Simply put, aliasing is a kind of sampling confusion that can occur during the digitization process. It is a direct consequence of violating the sampling theorem. The highest frequency in a sampling system must not be higher than the Nyquist frequency. With higher audio frequencies, the sampler continues to produce samples above Nyquist at a fixed rate, but the samples will create false information in the form of alias frequencies. In practice, aliasing can and should be overcome. The solution is rather straightforward. The input signal must be band-limited with a low-pass (anti-aliasing) filter that provides significant attenuation at the Nyquist frequency. The most "archetypal" anti-aliasing filter will have "brick-wall" characteristics with instantaneous attenuation and a very steep slope. This results in unwanted ringing-type effects and should be avoided. In practice, our system should use an oversampling (see below) A/D converter with a mild low-pass filter, high initial sampling frequency, and decimation processing to prevent output sampling frequency.

Dither is a small amount of noise added to the audio signal before sampling. This causes the audio signal to shift with respect to quantization levels. Quantization error is thus decorelated from the signal and the effects of the quantization error become negligible. Dither does not prevent the quantization error; instead, it allows the system to encode amplitudes smaller than the least significant bit.

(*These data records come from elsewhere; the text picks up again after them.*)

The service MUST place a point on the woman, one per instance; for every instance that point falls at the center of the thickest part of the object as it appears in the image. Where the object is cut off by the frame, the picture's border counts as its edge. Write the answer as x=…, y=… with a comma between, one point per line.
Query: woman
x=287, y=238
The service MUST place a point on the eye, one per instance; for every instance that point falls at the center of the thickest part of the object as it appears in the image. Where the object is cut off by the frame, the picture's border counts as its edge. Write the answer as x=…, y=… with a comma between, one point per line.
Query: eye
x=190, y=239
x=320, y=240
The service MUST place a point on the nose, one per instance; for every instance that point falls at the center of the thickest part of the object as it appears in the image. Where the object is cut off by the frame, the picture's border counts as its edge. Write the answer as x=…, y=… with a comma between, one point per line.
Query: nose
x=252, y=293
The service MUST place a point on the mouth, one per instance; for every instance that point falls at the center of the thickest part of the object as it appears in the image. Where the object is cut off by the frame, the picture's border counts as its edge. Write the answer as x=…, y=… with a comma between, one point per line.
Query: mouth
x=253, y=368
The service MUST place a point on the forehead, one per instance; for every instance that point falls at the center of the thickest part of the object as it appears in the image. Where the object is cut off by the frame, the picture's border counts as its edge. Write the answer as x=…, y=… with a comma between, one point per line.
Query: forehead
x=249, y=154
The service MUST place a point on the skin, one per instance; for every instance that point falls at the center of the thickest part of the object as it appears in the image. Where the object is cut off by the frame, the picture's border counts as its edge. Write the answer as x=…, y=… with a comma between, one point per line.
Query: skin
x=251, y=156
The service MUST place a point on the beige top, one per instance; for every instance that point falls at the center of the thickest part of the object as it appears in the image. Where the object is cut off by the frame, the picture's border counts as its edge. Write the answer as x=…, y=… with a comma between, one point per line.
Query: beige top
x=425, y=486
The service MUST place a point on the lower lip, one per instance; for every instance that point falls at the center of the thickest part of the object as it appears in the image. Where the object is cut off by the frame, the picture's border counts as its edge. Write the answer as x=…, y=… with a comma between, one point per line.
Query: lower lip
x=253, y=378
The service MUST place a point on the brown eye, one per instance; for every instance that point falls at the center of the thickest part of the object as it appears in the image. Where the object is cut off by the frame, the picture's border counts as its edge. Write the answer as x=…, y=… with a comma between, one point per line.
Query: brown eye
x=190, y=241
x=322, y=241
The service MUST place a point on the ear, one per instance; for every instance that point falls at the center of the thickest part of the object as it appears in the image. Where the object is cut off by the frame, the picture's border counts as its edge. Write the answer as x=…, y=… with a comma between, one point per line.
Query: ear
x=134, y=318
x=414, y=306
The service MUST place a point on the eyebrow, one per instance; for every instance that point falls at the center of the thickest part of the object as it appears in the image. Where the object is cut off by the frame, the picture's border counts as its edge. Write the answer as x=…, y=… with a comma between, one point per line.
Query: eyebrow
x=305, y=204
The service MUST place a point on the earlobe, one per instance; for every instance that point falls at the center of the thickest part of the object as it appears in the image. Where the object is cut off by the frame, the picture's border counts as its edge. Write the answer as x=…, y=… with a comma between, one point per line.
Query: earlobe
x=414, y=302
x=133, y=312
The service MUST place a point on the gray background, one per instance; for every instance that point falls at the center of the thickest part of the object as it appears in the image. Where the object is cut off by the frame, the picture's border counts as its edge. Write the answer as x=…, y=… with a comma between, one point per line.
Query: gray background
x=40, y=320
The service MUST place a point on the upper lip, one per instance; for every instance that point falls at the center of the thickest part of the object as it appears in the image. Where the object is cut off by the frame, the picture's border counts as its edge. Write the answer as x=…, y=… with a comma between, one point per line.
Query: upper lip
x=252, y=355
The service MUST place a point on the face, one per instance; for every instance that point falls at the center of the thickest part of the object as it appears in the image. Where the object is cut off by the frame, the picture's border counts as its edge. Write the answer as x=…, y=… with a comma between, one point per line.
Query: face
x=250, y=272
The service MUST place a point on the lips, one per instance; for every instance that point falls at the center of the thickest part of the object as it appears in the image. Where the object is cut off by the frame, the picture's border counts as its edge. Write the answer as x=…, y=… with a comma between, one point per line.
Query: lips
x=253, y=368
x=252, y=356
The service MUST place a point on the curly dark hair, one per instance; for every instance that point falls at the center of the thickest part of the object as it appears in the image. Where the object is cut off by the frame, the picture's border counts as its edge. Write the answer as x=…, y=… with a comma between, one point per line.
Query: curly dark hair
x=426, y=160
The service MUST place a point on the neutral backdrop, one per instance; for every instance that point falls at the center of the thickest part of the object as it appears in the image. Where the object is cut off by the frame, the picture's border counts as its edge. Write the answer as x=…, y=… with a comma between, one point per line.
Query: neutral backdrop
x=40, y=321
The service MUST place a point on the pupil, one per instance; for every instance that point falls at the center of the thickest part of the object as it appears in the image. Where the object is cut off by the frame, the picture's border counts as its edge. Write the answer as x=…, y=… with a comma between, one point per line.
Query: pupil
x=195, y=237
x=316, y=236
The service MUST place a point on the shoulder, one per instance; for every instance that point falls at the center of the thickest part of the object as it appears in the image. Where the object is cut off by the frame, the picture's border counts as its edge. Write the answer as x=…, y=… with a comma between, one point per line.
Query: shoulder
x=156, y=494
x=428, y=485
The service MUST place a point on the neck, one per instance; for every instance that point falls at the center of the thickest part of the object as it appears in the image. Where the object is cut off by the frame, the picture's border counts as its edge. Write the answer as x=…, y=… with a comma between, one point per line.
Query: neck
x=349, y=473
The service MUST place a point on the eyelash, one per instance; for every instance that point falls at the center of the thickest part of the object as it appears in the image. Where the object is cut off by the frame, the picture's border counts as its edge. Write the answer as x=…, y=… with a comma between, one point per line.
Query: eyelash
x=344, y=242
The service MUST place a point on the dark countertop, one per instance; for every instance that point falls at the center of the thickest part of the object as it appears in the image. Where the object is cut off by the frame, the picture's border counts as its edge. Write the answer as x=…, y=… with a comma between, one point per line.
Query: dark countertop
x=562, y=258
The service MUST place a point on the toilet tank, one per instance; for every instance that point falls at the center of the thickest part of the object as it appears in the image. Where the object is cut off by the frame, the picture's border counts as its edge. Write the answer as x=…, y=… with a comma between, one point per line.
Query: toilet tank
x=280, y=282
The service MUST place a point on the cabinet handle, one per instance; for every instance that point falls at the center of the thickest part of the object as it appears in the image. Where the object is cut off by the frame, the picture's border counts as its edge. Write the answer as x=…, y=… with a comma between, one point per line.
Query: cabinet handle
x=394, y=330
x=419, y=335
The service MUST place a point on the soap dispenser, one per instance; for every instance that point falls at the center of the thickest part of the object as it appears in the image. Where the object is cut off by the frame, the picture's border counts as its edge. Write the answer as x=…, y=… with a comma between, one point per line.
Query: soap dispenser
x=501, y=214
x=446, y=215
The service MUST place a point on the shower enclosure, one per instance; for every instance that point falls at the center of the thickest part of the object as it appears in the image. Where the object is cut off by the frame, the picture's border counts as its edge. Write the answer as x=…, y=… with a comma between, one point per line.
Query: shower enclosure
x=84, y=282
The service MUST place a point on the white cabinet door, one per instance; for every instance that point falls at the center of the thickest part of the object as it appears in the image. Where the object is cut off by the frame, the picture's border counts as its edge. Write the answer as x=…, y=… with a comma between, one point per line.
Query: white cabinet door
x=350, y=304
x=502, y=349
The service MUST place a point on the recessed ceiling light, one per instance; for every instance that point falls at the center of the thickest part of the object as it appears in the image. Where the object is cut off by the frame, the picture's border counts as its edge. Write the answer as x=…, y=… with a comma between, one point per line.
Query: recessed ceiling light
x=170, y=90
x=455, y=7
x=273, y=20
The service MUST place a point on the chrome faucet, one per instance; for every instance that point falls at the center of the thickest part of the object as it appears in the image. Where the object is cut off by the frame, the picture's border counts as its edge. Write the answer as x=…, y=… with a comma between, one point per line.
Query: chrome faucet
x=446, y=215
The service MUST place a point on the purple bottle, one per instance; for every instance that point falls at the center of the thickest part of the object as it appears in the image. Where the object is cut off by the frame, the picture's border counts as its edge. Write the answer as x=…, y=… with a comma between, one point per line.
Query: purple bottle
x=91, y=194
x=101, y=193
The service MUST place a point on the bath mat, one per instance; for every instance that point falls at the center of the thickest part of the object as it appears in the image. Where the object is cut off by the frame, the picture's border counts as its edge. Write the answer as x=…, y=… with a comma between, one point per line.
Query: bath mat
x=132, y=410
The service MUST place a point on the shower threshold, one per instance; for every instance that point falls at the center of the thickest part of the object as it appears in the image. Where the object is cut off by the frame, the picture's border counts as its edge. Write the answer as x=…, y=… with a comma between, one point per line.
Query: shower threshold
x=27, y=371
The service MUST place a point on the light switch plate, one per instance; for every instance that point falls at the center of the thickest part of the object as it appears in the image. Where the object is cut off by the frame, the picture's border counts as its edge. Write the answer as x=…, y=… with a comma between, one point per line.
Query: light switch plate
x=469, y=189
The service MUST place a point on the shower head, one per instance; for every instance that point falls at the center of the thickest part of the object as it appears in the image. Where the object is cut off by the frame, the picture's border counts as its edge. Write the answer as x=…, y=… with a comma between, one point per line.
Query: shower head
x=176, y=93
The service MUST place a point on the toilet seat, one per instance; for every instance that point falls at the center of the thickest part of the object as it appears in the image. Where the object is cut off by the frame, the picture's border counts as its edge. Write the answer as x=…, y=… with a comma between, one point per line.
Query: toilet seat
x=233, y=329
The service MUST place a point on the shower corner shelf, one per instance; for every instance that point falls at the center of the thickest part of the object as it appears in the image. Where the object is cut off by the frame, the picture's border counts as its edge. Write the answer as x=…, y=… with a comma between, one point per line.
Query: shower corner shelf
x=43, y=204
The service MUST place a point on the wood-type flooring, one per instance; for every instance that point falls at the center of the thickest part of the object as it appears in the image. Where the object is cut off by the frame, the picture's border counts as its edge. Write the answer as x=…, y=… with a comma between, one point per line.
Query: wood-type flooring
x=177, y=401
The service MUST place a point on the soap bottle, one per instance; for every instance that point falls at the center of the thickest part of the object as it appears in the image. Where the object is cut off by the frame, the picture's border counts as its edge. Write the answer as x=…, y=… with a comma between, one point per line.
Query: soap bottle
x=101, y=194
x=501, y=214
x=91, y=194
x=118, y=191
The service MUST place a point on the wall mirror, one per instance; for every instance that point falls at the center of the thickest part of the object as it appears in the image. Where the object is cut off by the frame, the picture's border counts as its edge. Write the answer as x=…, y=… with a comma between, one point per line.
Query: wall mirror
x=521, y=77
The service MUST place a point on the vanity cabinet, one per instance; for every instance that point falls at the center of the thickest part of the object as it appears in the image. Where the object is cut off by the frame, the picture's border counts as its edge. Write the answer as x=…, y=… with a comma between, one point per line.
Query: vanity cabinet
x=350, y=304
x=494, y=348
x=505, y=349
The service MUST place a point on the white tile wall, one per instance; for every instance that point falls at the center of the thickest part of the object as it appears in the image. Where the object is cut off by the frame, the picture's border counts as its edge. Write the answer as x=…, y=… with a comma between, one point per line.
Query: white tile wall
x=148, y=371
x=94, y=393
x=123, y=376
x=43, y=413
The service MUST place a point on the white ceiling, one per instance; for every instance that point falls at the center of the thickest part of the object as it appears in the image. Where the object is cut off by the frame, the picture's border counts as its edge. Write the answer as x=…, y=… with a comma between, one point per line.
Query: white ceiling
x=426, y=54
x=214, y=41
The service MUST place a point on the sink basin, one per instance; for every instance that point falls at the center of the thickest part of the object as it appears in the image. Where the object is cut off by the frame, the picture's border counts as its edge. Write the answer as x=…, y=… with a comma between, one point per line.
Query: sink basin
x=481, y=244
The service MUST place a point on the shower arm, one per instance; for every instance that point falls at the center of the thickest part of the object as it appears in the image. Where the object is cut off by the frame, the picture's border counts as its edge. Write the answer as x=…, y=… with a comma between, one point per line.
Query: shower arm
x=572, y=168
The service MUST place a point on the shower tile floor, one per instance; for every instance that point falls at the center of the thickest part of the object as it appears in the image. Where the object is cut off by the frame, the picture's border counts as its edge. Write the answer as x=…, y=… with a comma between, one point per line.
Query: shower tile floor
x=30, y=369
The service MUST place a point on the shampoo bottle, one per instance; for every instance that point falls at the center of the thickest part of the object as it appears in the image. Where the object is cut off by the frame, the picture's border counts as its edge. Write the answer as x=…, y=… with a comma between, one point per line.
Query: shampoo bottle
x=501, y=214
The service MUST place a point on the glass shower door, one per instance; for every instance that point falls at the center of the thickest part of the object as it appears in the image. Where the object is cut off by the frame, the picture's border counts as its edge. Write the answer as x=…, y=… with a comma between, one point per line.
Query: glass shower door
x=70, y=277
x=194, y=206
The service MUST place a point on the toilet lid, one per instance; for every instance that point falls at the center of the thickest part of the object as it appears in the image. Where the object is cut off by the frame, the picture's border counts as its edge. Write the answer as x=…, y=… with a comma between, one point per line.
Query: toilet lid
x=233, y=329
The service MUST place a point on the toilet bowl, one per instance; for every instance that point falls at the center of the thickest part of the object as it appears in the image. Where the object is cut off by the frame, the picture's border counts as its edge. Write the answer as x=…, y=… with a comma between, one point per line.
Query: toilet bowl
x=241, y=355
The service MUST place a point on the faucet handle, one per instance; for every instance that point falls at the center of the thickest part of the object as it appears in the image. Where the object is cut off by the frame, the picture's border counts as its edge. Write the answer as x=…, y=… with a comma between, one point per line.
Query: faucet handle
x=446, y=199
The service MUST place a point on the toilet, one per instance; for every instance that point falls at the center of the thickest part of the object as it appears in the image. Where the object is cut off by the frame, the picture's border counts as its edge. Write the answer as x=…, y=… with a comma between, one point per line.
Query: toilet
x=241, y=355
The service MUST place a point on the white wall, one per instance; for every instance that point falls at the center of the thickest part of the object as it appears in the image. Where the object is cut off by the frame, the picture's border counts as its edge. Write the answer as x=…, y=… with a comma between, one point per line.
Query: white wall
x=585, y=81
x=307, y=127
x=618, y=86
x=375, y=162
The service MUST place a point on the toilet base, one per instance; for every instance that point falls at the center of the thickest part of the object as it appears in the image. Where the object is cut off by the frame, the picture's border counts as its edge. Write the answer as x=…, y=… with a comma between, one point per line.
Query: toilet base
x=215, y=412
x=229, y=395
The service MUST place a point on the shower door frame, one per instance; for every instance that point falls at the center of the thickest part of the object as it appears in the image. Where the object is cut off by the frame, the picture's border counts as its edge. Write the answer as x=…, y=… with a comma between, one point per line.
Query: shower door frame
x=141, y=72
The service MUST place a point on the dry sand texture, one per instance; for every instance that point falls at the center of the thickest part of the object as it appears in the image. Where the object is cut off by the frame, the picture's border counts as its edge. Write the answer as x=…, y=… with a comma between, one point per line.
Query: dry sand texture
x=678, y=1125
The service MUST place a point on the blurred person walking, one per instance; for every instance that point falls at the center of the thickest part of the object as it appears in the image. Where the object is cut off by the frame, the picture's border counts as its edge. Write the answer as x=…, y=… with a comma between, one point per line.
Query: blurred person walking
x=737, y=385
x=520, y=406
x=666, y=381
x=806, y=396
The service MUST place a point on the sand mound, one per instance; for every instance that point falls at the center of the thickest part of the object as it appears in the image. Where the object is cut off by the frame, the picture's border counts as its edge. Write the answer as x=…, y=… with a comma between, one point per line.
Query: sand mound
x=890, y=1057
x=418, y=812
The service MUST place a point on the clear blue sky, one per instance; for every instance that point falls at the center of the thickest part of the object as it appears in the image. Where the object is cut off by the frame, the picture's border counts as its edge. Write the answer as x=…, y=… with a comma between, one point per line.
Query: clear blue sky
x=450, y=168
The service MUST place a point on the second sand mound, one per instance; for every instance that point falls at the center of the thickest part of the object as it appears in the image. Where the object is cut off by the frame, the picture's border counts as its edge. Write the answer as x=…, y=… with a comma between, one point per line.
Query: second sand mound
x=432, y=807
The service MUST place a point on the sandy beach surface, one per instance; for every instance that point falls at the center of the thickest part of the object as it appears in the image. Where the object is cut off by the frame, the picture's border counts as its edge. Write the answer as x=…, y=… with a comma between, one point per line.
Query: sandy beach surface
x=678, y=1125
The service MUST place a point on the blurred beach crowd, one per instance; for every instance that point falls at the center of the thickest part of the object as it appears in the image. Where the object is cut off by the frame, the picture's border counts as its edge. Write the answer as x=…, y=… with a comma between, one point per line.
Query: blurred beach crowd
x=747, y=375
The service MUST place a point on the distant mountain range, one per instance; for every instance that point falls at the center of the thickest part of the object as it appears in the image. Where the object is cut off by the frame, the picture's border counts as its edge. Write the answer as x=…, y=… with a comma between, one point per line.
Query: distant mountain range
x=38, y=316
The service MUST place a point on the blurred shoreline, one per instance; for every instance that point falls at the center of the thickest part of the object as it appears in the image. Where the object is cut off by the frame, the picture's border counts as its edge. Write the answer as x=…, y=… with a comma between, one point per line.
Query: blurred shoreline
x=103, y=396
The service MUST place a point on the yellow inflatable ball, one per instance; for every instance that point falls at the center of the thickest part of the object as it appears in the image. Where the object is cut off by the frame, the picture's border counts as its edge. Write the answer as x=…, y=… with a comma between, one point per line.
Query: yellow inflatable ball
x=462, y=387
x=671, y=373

Oversampling is another technique aimed at improving the results of the digitization process. As noted above, a brick-wall filter may produce unwanted acoustic effects. In oversampling A/D conversion, the input signal is first passed through a mild low-pass filter, which provides sufficient attenuation at high frequencies. To extend the Nyquist frequency, the signal is then sampled at a high frequency and quantized. Afterwards, a digital low-pass filter is used to reduce the sampling frequency and prevent aliasing when the output of the digital filter (e.g. an interpolating, phase linear "FIR" filters) downsampled to achieve the desired output sampling frequency (e.g., 44,100 Hz). In addition to eliminating unwanted effects of a brick-wall analog filter, oversampling helps achieve increased resolution by extending the spectrum of the quantization error far beyond the audio base-band, rendering the in-band noise relatively insignificant.